We’re adding these questions to the list of questions we want to ask our doctors in Boston when we go this week. In the meantime, if you have a child who requires oral rehydration solution, here’s a recipe from the World Health Organization that you can make at home with simple ingredients instead of paying the high price for Pedialyte® at the store:
World Health Organization Reduced Osmolarity Oral Rehydration Solution Home Recipe:
Sodium chloride (table salt) 3/8 teaspoon (1/4 tsp + 1/8 tsp)
Potassium chloride (Morton Salt Substitute®) 1/4 teaspoon
Sodium bicarbonate (baking soda) 1/2 teaspoon
Sucrose (table sugar) 2 T + 2 tsp
Tap water add to make one liter
Directions: To the one liter container, add about 1/2 the needed water. Add the dry ingredients, stir well, and add the remaining water to make a final volume of one liter.

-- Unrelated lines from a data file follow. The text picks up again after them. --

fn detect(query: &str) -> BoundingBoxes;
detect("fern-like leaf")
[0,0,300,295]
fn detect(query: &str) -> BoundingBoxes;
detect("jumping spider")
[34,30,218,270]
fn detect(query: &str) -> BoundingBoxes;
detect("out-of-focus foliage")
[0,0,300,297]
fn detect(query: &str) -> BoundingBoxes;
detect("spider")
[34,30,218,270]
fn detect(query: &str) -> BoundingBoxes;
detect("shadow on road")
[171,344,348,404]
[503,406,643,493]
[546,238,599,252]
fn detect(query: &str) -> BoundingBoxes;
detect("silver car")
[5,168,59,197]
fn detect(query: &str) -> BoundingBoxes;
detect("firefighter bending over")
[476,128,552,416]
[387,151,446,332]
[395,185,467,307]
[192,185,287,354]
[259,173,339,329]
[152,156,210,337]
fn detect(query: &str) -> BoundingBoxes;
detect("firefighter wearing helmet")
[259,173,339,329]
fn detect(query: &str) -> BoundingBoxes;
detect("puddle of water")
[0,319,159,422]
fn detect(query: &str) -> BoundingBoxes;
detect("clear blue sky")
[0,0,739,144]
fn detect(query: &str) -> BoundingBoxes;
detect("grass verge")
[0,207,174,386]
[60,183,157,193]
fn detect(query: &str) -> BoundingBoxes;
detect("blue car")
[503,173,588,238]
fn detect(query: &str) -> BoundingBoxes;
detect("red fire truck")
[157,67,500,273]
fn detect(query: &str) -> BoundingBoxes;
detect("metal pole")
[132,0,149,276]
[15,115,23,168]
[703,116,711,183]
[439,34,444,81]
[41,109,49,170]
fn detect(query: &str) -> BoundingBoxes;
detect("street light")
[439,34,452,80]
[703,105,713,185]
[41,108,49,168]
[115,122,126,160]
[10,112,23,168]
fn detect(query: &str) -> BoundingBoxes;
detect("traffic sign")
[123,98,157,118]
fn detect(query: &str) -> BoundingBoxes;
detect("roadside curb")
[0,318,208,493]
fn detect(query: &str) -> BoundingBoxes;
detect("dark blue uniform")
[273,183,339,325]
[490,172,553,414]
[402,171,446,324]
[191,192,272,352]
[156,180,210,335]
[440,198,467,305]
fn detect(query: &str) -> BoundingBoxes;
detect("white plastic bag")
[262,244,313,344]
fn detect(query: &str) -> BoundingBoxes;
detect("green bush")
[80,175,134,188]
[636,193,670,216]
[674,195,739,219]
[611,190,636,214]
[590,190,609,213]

Add sugarfree flavoring of choice (like sugar free KoolAid® or Crystal Light®) if desired. Best when chilled in refrigerator. Sip as directed. Discard after 24 hours
The above formula provides approximately: 27 grams of sucrose, 70 mEq per liter of sodium, 20 mEq per liter of potassium and 30 mEq per liter of bicarbonate. The final osmolarity is approximately 245 mOsm per liter.